We don’t hear people getting upset about the fact that the Italian Non ho visto nessuno (literally “not (I) have seen no one”) contains two negative elements—it is simply accepted as part of the grammar of this language.
There is no scientific basis for such negative comments. Both the alternation between [sk] and [ks] (an instance of what linguists call metathesis) and the presence of multiple negative elements within a sentence with the reading of a single negation (or negative concord) are natural phenomena that are found across human languages. Negative concord is part of the grammar of Russian and Italian, among many other languages, for example, and was also part of the grammar of Old English and Middle English. We don’t hear people getting upset about the fact that the Italian Non ho visto nessuno (literally “not (I) have seen no one”) contains two negative elements—it is simply accepted as part of the grammar of this language, as it should be. Yet people get upset about negative concord in English. Why?

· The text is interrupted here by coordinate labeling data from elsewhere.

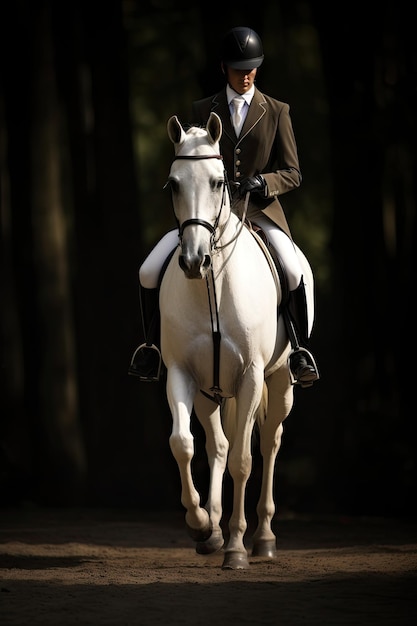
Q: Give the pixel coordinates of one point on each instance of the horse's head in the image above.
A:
(199, 191)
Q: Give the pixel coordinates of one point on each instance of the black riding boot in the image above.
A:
(146, 361)
(302, 365)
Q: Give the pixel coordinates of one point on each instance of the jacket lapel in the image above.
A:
(256, 112)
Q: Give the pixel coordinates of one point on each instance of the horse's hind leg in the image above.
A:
(279, 405)
(180, 394)
(217, 447)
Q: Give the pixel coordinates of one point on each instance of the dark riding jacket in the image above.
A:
(266, 146)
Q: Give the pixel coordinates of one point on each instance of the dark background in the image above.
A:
(86, 91)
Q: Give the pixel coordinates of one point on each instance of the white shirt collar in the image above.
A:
(231, 93)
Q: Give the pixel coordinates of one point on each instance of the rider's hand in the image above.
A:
(252, 183)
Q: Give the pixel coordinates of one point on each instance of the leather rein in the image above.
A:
(210, 282)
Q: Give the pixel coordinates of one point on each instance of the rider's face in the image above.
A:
(240, 80)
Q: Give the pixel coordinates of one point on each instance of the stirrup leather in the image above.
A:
(133, 370)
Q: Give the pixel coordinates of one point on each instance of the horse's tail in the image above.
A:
(229, 414)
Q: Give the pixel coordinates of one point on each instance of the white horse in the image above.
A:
(224, 347)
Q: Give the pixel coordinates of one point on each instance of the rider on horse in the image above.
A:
(260, 157)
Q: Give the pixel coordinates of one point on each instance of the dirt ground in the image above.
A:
(127, 568)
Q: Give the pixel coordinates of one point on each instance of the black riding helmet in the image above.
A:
(242, 49)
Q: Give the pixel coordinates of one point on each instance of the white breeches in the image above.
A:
(152, 265)
(150, 269)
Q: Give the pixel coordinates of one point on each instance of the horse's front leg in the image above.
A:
(280, 401)
(180, 395)
(240, 466)
(217, 447)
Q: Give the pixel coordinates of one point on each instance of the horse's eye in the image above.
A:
(218, 184)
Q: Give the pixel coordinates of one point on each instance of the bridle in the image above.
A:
(212, 297)
(212, 228)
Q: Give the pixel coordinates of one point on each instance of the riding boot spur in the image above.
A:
(146, 361)
(302, 364)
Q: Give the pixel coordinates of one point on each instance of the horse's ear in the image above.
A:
(214, 127)
(175, 131)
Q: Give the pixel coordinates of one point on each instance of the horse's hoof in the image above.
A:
(213, 544)
(265, 548)
(200, 534)
(235, 560)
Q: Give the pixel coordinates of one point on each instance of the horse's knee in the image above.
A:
(182, 447)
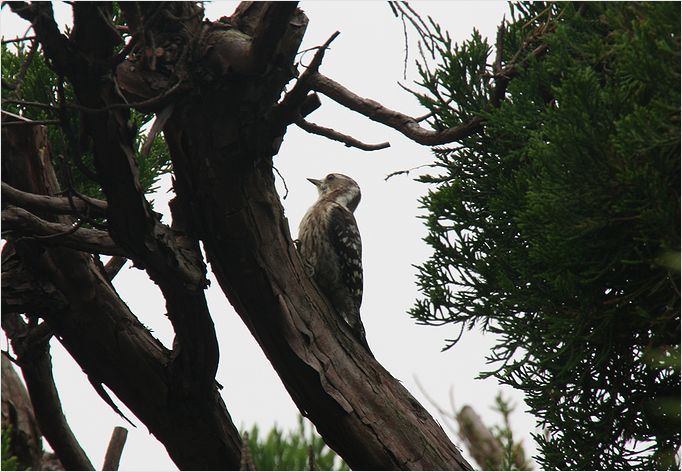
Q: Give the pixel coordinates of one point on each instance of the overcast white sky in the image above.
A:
(368, 59)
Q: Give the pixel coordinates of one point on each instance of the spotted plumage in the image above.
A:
(331, 246)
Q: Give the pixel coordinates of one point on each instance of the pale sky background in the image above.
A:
(367, 58)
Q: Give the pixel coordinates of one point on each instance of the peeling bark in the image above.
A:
(217, 86)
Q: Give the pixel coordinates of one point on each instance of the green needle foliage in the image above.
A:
(8, 461)
(557, 228)
(297, 450)
(49, 98)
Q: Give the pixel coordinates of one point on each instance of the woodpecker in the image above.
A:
(330, 245)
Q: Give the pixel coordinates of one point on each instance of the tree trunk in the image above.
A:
(97, 328)
(216, 98)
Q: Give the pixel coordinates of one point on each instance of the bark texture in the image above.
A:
(217, 89)
(74, 295)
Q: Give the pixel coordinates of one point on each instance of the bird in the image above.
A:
(331, 248)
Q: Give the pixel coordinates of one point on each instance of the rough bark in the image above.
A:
(31, 346)
(217, 86)
(222, 146)
(73, 294)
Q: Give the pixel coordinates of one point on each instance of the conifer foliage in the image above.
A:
(557, 228)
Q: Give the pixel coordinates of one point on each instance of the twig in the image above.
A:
(286, 188)
(88, 240)
(24, 67)
(287, 110)
(18, 40)
(112, 457)
(29, 103)
(405, 171)
(31, 123)
(72, 229)
(334, 135)
(58, 205)
(113, 266)
(396, 120)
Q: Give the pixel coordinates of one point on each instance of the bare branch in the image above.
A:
(58, 205)
(113, 266)
(287, 111)
(31, 344)
(396, 120)
(112, 457)
(31, 123)
(88, 240)
(334, 135)
(18, 40)
(16, 86)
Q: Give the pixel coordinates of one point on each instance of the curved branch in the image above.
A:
(403, 123)
(83, 239)
(31, 345)
(58, 205)
(334, 135)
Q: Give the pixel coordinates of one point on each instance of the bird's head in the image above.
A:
(339, 188)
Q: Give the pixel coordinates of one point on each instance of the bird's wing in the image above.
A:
(345, 238)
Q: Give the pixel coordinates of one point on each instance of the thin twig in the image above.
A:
(24, 68)
(31, 123)
(405, 171)
(112, 457)
(286, 188)
(18, 40)
(334, 135)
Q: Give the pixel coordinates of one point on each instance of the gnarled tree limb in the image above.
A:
(57, 205)
(334, 135)
(394, 119)
(33, 355)
(83, 239)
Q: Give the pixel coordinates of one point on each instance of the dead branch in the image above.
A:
(18, 40)
(57, 205)
(16, 86)
(287, 110)
(391, 118)
(31, 123)
(113, 266)
(31, 346)
(112, 457)
(25, 223)
(334, 135)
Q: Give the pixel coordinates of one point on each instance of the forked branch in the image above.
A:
(83, 239)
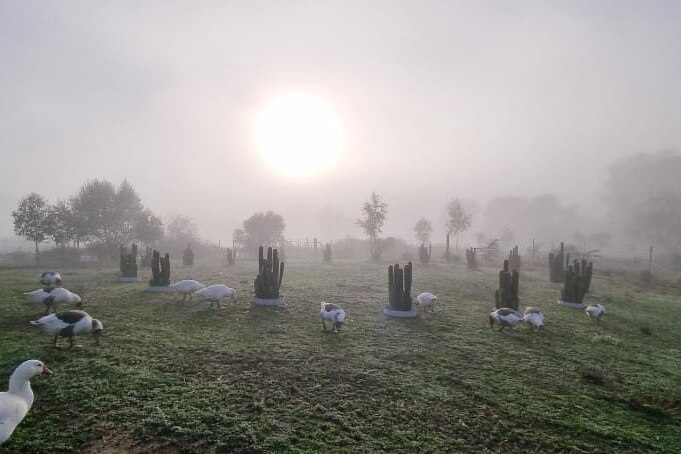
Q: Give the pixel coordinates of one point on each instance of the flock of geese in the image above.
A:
(18, 399)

It’s because we associate these linguistic features with speakers who occupy a low position on the socio-economic scale. We think of negative concord as something used by certain black speakers, certain speakers of Appalachian English, and working-class people more generally. These groups have low prestige in American society and, by association, the variety of English they speak has low prestige—to some, it even sounds stupid, or illogical. But there is nothing illogical with negative concord as a strategy for expressing sentential negation; if it rubs us the wrong way, it’s because of who uses it in English. In fact, those who don’t look down on these groups, don’t look down on the way they speak, either. Young people who love hip-hop music and admire its performers borrow negative concord into their own variety of English to sound cool and gain street cred; whether a variety sounds stupid or cool is a reflection of how we feel about the people who use it.

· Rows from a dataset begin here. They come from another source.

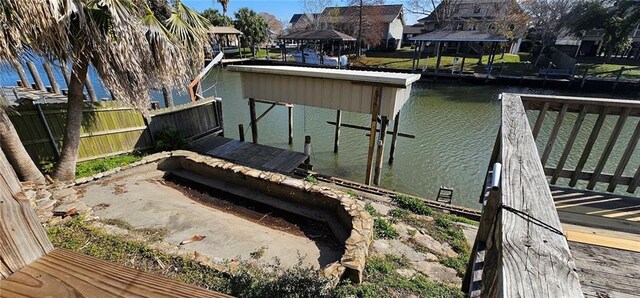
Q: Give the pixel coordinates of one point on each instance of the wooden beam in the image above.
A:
(23, 76)
(593, 137)
(631, 147)
(394, 139)
(378, 170)
(540, 120)
(336, 138)
(554, 134)
(567, 148)
(22, 238)
(36, 76)
(375, 111)
(609, 147)
(400, 134)
(533, 259)
(254, 122)
(52, 79)
(290, 110)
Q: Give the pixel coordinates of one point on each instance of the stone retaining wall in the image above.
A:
(350, 223)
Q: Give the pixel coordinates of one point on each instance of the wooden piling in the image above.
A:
(290, 108)
(254, 122)
(394, 138)
(375, 111)
(23, 76)
(52, 79)
(336, 139)
(383, 128)
(36, 76)
(241, 132)
(90, 90)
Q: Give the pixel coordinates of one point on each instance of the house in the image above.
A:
(303, 21)
(382, 25)
(590, 44)
(488, 16)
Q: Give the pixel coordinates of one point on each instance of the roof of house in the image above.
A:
(389, 12)
(296, 17)
(318, 35)
(224, 30)
(486, 9)
(459, 35)
(413, 29)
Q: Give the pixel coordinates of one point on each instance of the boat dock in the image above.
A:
(249, 154)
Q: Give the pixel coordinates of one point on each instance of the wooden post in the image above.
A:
(290, 108)
(584, 76)
(23, 76)
(615, 84)
(36, 76)
(375, 111)
(307, 151)
(90, 91)
(254, 123)
(394, 138)
(383, 132)
(336, 139)
(439, 58)
(52, 78)
(241, 132)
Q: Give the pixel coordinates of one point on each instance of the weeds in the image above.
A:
(414, 205)
(92, 167)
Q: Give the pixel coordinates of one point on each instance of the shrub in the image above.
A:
(414, 205)
(171, 139)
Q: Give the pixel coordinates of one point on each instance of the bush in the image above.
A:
(384, 229)
(171, 139)
(414, 205)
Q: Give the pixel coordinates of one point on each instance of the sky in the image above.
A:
(282, 9)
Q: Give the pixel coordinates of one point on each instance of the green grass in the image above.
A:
(382, 280)
(414, 205)
(92, 167)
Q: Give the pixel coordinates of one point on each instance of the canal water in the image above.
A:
(455, 125)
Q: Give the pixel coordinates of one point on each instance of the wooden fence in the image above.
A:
(520, 249)
(110, 128)
(611, 111)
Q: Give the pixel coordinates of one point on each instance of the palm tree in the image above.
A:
(15, 152)
(225, 6)
(130, 49)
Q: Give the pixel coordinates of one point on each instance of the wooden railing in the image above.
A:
(520, 249)
(608, 111)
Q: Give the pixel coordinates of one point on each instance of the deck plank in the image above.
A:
(248, 154)
(63, 273)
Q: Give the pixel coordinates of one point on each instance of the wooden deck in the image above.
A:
(63, 273)
(248, 154)
(606, 272)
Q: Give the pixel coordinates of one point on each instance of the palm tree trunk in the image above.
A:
(168, 97)
(15, 152)
(66, 168)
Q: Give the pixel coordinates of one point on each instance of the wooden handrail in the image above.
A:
(521, 241)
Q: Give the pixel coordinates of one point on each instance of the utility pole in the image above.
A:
(360, 31)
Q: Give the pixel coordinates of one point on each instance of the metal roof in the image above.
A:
(459, 35)
(318, 35)
(224, 30)
(337, 89)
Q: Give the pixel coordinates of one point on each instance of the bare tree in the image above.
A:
(548, 18)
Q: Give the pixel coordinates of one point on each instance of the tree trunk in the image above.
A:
(66, 168)
(15, 152)
(168, 97)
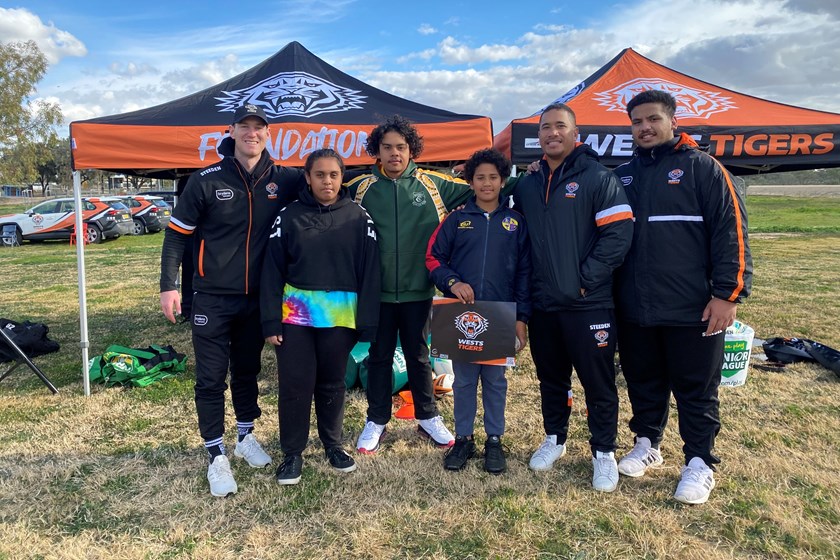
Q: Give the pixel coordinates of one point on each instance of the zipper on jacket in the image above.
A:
(397, 252)
(484, 254)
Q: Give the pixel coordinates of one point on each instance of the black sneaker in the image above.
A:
(494, 456)
(339, 460)
(457, 456)
(289, 470)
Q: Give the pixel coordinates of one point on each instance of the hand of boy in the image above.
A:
(463, 292)
(521, 336)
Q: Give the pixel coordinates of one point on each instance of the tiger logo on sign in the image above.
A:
(471, 324)
(293, 94)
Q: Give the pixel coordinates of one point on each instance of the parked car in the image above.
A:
(168, 196)
(106, 218)
(150, 213)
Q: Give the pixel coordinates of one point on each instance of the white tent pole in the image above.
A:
(80, 260)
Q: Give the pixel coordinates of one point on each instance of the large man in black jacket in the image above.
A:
(226, 211)
(580, 229)
(677, 291)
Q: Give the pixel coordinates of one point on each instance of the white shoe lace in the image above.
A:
(545, 449)
(372, 432)
(638, 453)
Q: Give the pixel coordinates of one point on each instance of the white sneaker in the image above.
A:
(370, 437)
(547, 454)
(640, 458)
(604, 472)
(696, 483)
(436, 431)
(251, 450)
(220, 478)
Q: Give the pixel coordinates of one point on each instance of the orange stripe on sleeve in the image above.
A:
(617, 217)
(180, 229)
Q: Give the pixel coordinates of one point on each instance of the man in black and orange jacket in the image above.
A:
(226, 211)
(688, 267)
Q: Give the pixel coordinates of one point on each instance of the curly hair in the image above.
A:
(654, 96)
(323, 153)
(403, 127)
(491, 156)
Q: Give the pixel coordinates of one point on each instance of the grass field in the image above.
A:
(122, 474)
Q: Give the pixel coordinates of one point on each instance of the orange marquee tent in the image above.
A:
(747, 134)
(309, 104)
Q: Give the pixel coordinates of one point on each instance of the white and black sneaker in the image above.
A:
(339, 460)
(547, 454)
(640, 459)
(251, 450)
(370, 437)
(289, 470)
(436, 431)
(696, 484)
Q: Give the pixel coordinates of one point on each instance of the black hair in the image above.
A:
(491, 156)
(322, 153)
(556, 106)
(654, 96)
(404, 128)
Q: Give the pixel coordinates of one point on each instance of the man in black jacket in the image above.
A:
(677, 291)
(580, 229)
(226, 211)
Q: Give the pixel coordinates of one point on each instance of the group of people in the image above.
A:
(651, 258)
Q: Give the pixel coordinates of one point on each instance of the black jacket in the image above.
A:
(490, 253)
(323, 248)
(227, 212)
(690, 241)
(580, 227)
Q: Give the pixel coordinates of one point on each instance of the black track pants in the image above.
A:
(586, 341)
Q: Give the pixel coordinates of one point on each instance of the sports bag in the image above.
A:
(139, 367)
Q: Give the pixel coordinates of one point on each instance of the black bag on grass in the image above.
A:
(31, 337)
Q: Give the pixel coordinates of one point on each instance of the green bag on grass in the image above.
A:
(139, 367)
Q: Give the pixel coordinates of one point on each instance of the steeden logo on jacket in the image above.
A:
(224, 194)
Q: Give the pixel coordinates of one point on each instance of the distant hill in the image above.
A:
(809, 177)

To be sure, many would argue that [aks] or negative concord raise eyebrows not because of a negative attitude, but simply because they are not part of the grammar of English. English is not Italian—or Russian—after all. In this line of thinking, we object to these linguistic features because they represent a violation of the rules of English grammar. There is a major flaw in this reasoning, however: it presumes that there is a single grammar of English. There isn’t.
Think of grammar as a recipe that allows us to form the sentences of the language we speak—a mental recipe that tells us how to form, pronounce, and interpret the sentences of our language. There is no single recipe for English; rather, there are a number of recipes. They have a lot in common, but are also slightly different from one another. They give rise to different varieties of English. Such varieties align with many factors, including age, ethnic or social identity, and geographical location—there is no doubt that English speakers in London, Sydney, and Los Angeles have slightly different recipes and thus speak different varieties of English.
In every country, one of these varieties emerges as the variety of prestige—the one that people need to use in job interviews, in formal occasions, on television, and more generally to climb the socio-economic ladder. Schools teach the recipe (or grammar) of this prestige variety; in doing so, they empower children, by giving them access to economic opportunities. But this doesn’t mean that the other varieties are stupid, illogical, or nonsensical, or that they are a distortion of the prestige variety, or “bad grammar.” They are simply different; they reflect mental grammars that differ minimally from one another, within limits imposed by general properties of human language. When we say that they are cool or illogical, we are expressing a judgment on the people who speak them—and if the judgment is negative, it amounts to a negative judgment on the people who speak that variety.
How should we think of different varieties of the same language? Following an analogy in Mark Baker’s book The Atoms of Language: The Mind’s Hidden Rules of Grammar, I suggest that we think about varieties of the same language the way we think about varieties of bread. Different kinds of bread are the overt reflection of recipes that differ minimally from one another. There is no bread that is stupid, illogical, or a distortion of another, but there might be types of bread that we feel are more appropriate—or even required by convention—for certain situations, and types of bread found in certain places and not in others, or associated with certain ethnic groups or social classes.
Similarly, no variety of English is a distortion of another; there are some that are appropriate—or even required by convention—for certain situations, and some that are found in certain places and not in others, or associated with certain ethnic groups or social classes. But just as we wouldn’t say that biscuits, baguette, pita, or challah are illogical or stupid, or distortions from “proper bread,” similarly we shouldn’t think that African-American English or Appalachian English or the English of Boston’s North End are illogical or stupid, or distortions from “proper English.” The recipes are simply different, and we should consider ourselves fortunate and appreciate the varieties that they yield. No one wants to live in a homogeneous white bread world.